Stevenson, Robert Louis

Robert Louis Stevenson
(Edimburgo, Escocia, UK, 1850 – Upolu, WS -Samoa-, 1894)

Autor de la cita: Luis E. Vadillo Sacristán, miembro de la AARS

"La flecha negra" (1888)
Libro primero: "Los dos Mozalbetes", capítulo 4 "La cuadrilla de la Verde Floresta"

  • -¿Qué será eso? -murmuró Matcham.

    -No lo sé -respondió Dick-. Estoy desorientado. Avancemos con cautela.

    Saltándoles el corazón en el pecho, fueron descendiendo por entre los espinos. Aquí y allá descubrían señales de reciente cultivo; entre los matorrales crecían los árboles frutales y las hortalizas; sobre la hierba se veían pedazos de lo que fue un reloj de sol. Les parecía que caminaban sobre lo que había sido una huerta. Avanzaron unos pasos más y llegaron ante las ruinas de la casa. Ésta debió ser, en su tiempo, una agradable y sólida mansión. La rodeaba un foso profundo, cegado ahora por los escombros, y una viga caída hacía las veces de puente. Hallábanse en pie las dos paredes extremas, a través de cuyas ventanas desnudas brillaba el sol; pero el resto del edificio se había derrumbado y yacía en informe montón de ruinas, tiznadas por el fuego. En el interior brotaban algunas verdes plantas por entre grietas.

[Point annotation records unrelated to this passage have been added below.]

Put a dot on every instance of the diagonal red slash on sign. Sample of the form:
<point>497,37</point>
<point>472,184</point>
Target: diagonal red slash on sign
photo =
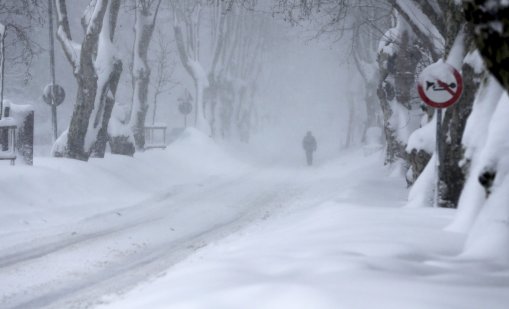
<point>446,87</point>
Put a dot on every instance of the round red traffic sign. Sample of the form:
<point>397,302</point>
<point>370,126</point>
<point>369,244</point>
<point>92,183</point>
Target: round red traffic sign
<point>440,85</point>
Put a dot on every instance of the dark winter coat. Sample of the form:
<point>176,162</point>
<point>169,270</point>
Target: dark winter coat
<point>309,143</point>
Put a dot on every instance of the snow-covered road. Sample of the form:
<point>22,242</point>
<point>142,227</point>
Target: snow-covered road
<point>177,229</point>
<point>114,250</point>
<point>72,264</point>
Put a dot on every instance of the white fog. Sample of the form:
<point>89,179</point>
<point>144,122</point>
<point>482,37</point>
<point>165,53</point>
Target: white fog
<point>261,154</point>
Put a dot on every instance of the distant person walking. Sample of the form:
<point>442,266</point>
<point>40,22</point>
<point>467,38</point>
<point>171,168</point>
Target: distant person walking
<point>309,145</point>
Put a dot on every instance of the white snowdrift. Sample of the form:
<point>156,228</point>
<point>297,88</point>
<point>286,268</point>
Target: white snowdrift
<point>61,191</point>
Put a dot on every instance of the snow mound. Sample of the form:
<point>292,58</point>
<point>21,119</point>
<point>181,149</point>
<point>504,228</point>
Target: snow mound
<point>59,191</point>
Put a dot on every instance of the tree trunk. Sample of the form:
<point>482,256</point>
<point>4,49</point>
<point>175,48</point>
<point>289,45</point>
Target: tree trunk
<point>143,29</point>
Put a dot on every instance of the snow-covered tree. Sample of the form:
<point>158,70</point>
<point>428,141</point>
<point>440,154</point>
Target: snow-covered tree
<point>97,71</point>
<point>235,70</point>
<point>146,12</point>
<point>441,27</point>
<point>188,23</point>
<point>20,18</point>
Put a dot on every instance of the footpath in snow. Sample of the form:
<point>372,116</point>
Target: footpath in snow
<point>192,227</point>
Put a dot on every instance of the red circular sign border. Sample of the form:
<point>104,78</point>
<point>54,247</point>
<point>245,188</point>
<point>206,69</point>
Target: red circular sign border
<point>451,101</point>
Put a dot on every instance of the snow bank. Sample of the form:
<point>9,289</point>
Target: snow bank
<point>61,191</point>
<point>474,140</point>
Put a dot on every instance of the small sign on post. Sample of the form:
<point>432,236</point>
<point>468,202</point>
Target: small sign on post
<point>2,68</point>
<point>440,85</point>
<point>185,106</point>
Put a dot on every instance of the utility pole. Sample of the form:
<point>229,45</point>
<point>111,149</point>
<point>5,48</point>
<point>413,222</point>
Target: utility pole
<point>52,69</point>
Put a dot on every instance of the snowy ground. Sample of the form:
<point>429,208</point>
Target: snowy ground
<point>193,227</point>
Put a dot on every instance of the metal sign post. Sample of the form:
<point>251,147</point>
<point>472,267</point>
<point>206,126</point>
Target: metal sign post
<point>440,85</point>
<point>52,68</point>
<point>2,68</point>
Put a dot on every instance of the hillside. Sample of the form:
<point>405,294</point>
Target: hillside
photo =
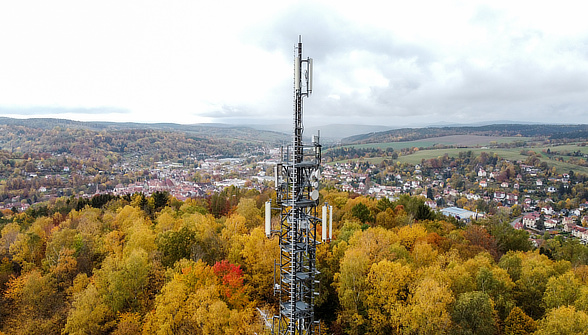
<point>523,130</point>
<point>210,131</point>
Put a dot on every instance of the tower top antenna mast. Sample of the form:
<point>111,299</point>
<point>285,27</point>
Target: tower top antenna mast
<point>297,197</point>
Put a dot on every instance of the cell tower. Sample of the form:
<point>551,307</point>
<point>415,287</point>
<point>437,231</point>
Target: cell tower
<point>296,178</point>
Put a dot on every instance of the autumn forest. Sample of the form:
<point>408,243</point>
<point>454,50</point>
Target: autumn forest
<point>157,265</point>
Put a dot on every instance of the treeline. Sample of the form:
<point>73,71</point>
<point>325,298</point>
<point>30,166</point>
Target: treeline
<point>156,265</point>
<point>85,143</point>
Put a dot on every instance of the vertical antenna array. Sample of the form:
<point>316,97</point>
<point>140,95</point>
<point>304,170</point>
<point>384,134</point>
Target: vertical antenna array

Libro quinto (último): "Crookback", capítulo 3 "La batalla de Shoreby (conclusión)"

  • Abandonado Dick una vez más a sus propias iniciativas, comenzó a mirar en torno suyo.

    Las descargas de flechas habían ido perdiendo algo de su intensidad. El enemigo retrocedía por todos lados y la mayor parte de la plaza del mercado se hallaba vacía; la pisoteada nieve se había convertido en fango de color anaranjado, todo él salpicado de cuajada sangre y lleno de hombres y caballos muertos erizados de emplumadas flechas.

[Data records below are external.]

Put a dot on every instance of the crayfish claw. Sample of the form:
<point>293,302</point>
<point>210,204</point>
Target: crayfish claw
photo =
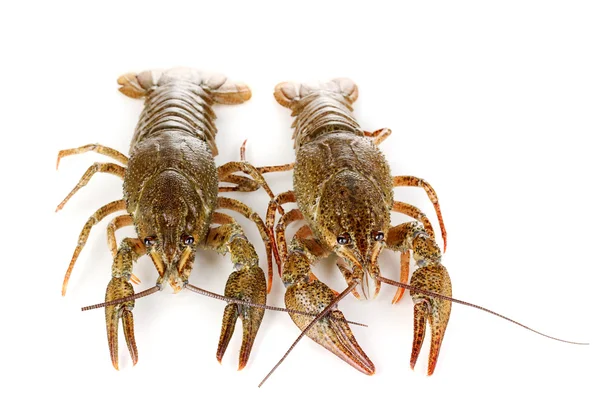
<point>331,332</point>
<point>249,285</point>
<point>119,287</point>
<point>434,311</point>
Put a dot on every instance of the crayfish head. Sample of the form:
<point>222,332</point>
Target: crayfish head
<point>354,220</point>
<point>171,223</point>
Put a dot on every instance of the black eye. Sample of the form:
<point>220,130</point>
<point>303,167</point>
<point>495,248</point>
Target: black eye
<point>343,239</point>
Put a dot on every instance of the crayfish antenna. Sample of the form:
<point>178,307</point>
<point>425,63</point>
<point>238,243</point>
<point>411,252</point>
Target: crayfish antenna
<point>360,360</point>
<point>454,300</point>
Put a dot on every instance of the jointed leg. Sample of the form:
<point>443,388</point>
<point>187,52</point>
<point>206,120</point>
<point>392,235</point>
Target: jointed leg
<point>85,232</point>
<point>275,204</point>
<point>430,276</point>
<point>304,292</point>
<point>286,219</point>
<point>421,183</point>
<point>114,225</point>
<point>110,168</point>
<point>415,213</point>
<point>235,205</point>
<point>246,283</point>
<point>102,150</point>
<point>118,223</point>
<point>120,287</point>
<point>230,168</point>
<point>404,271</point>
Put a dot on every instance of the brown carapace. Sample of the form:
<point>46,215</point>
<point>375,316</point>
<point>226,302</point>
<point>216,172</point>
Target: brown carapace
<point>171,194</point>
<point>343,187</point>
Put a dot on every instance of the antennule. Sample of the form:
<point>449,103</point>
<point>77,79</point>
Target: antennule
<point>122,300</point>
<point>322,314</point>
<point>210,294</point>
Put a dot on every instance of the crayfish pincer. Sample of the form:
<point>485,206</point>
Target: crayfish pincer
<point>343,187</point>
<point>171,197</point>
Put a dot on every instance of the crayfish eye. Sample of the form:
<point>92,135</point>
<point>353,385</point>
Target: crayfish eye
<point>343,239</point>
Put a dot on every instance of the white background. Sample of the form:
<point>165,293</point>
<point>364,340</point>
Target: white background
<point>496,105</point>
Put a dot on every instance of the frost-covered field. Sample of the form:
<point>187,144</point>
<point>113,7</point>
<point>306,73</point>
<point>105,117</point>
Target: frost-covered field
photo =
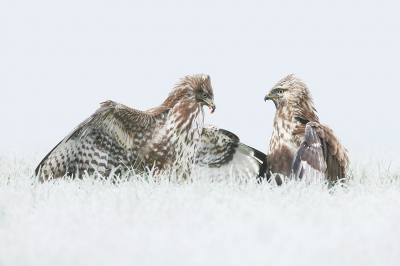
<point>139,222</point>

    En su propio bando las pérdidas habían sido terribles. En la bocacalle y en las ruinas de la barricada se amontonaban los muertos y los moribundos, y de los cien hombres con que empezara la batalla no quedaban ni setenta que pudieran seguir peleando.

    Al mismo tiempo iba transcurriendo el día. Era de esperar que los primeros refuerzos llegaran de un momento a otro, y los de Lancaster, desanimados ya por el resultado de su desesperada pero infructuosa carga, se hallaban de mal temple para hacer frente a un nuevo invasor.

    En la pared de una de las dos casas de la bocacalle un reloj de sol señalaba las diez en aquella mañana de pálido sol de invierno.

    Dick se volvió hacia el hombre que tenía al lado, un arquerillo insignificante, que estaba entonces vendándose una leve herida en un brazo.

    -Bien hemos peleado -dijo-, y a fe que no han de repetir la carga.

    -Señor -exclamó el arquerillo-, habéis luchado perfectamente por York y por vos mismo.